The 2003 to 2006 GPS navigation system uses a DVD player mounted in the trunk (under the package tray) to contain the map data.

For 2006, the LS received exterior revision similar to the LSE fascia trim from previous model years. The V6-powered model was dropped from the lineup. The base MSRP increased from $32,370 in 2004 to $39,285.
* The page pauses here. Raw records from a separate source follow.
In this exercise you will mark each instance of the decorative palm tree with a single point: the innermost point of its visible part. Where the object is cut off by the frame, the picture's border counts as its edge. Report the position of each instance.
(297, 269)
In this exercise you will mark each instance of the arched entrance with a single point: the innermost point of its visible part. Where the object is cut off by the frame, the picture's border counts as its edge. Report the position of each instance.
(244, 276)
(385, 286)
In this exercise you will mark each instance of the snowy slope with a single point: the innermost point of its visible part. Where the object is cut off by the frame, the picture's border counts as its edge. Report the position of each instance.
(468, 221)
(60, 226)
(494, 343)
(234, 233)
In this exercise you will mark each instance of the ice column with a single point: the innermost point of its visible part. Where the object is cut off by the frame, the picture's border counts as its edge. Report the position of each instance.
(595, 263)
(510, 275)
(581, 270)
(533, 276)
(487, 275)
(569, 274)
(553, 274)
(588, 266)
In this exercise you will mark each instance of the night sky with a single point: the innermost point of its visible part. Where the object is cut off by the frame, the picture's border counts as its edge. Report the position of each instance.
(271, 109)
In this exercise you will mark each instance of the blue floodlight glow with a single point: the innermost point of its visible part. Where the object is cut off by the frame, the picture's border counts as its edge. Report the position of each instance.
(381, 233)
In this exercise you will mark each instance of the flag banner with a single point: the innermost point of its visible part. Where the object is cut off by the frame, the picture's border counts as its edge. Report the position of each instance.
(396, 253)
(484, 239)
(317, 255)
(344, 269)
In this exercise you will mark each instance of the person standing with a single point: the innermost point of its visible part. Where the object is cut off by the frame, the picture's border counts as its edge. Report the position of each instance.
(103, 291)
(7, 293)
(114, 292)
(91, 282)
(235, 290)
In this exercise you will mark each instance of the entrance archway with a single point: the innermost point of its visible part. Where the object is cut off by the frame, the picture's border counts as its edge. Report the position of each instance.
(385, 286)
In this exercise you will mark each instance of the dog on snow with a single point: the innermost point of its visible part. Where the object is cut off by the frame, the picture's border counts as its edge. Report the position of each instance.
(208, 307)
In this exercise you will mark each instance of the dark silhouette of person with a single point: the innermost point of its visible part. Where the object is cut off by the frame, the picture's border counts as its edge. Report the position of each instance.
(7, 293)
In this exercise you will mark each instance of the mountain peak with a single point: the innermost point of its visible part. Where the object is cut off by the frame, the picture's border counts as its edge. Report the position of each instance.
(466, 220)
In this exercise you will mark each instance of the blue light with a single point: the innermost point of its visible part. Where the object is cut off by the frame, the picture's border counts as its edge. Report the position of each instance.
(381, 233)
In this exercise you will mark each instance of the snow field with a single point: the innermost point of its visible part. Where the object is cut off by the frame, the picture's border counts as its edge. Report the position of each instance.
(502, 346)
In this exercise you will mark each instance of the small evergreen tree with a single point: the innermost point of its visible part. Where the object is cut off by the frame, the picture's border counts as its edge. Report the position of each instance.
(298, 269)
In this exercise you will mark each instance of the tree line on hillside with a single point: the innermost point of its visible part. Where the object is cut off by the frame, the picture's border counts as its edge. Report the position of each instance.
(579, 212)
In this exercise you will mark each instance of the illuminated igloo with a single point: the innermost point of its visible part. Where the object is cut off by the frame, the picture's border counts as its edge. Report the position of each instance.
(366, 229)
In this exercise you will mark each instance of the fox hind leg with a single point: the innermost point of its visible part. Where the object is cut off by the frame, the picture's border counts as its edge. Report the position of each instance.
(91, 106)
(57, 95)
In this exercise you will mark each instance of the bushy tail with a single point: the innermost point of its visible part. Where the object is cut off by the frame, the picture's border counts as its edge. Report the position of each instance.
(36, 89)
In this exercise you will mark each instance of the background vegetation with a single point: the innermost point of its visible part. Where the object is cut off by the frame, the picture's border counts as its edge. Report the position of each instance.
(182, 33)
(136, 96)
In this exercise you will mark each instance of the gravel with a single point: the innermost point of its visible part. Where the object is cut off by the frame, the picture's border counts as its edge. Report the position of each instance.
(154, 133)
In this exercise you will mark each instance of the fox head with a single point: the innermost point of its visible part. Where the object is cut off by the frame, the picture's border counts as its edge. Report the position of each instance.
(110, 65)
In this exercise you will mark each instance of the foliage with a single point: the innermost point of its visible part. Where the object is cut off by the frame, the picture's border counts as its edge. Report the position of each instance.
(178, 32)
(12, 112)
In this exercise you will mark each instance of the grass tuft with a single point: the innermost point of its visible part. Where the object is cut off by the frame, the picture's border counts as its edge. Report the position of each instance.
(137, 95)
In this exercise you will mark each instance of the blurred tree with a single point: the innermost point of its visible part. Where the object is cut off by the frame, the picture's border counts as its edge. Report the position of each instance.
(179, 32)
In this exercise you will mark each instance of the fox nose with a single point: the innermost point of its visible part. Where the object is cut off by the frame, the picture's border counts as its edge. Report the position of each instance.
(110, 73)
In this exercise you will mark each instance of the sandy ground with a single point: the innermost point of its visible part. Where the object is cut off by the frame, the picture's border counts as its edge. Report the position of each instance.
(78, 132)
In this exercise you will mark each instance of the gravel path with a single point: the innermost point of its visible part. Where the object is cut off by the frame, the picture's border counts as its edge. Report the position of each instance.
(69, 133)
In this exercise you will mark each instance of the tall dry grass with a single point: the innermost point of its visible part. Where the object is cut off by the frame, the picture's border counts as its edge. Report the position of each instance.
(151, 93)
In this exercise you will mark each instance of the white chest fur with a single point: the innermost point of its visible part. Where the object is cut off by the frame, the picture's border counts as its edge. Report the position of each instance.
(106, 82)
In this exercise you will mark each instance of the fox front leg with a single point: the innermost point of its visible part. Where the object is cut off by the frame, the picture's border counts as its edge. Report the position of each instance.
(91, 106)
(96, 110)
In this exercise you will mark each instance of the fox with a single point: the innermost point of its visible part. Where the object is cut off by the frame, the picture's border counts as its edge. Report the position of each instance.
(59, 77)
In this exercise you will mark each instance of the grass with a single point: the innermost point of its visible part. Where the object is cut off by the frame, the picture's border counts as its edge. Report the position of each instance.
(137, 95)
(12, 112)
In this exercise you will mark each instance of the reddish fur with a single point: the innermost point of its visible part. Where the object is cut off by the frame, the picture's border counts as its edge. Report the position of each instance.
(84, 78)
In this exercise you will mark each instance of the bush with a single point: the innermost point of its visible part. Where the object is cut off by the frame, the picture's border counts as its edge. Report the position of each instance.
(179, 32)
| Years | Model | Engine | Power | Torque | Fuel Economy, City/Hwy | Transmission |
|---|---|---|---|---|---|---|
| 2003–2005 | LS V6 | 2,967 cc (3.0 L; 181.1 cu in) Jaguar AJ V6 | 232 hp (173 kW) @ 6750 rpm | 220 lb⋅ft (298 N⋅m) @ 4500 rpm | 20 mpg_{‑US} (12 L/100 km; 24 mpg_{‑imp}) / 26 mpg_{‑US} (9.0 L/100 km; 31 mpg_{‑imp}) | 5R55S automatic |
| 2003–2006 | LS V8 | 3,934 cc (3.9 L; 240.1 cu in) Jaguar AJ-V8 | 280 hp (209 kW) @ 6000 rpm | 286 lb⋅ft (388 N⋅m) @ 4000 rpm | 18 mpg_{‑US} (13 L/100 km; 22 mpg_{‑imp}) / 25 mpg_{‑US} (9.4 L/100 km; 30 mpg_{‑imp}) | 5R55S automatic |

==Reception==
The Lincoln LS was named Motor Trend's Car of the Year for 2000 and was also nominated for the North American Car of the Year award. Road tests by Motor Trend and Car and Driver found that a V8-equipped LS could accelerate from zero to 60 mi/h in the low seven-second range, while V6 models were up to two seconds slower in the same test, while driving dynamics were impressive considering that Lincoln's other offerings were weak in this regard compared to luxury imports. The LS was touted for its value as a sport sedan since it undercut other mid-size luxury (E-segment / executive car) offerings from German and Japanese marques; the LS V8 was priced similarly to six-cylinder-equipped versions of the BMW 5 Series and Lexus GS. While larger and roomier, the LS was also less refined than its competitors in terms of interior quality and handling.

===Safety===
The Lincoln LS has received very high marks in occupant protection. The Insurance Institute for Highway Safety has rated the LS as a "Best Pick" with a perfect score in their frontal offset crash test. The National Highway Traffic Safety Administration gave the LS almost perfect scores in its front impact, side-impact and rollover tests. CNBC rated the LS as “one of the five safest cars of all time.”

===Sales===

| Calendar year | American sales |
|---|---|
| 1999 | 26,368 |
| 2000 | 51,039 |
| 2001 | 39,787 |
| 2002 | 39,775 |
| 2003 | 33,581 |
| 2004 | 27,066 |
| 2005 | 19,109 |
| 2006 | 8,797 |
| Total | 245,522 |

==Milestones==
- 1999 Lincoln introduced the LS as a 2000 model.
- 2000 Motor Trend magazine named the LS “Car of the Year”.
- 2001 LS earned double five-star frontal safety ratings from the federal government.
- 2003 More than 500 revisions, including a power increase, design, and interior changes.
- 2004 LS earned a “Best Pick” safety rating from the Insurance Institute for Highway Safety.
- 2006 LS production ended in April after 262,900 were built over 7 years.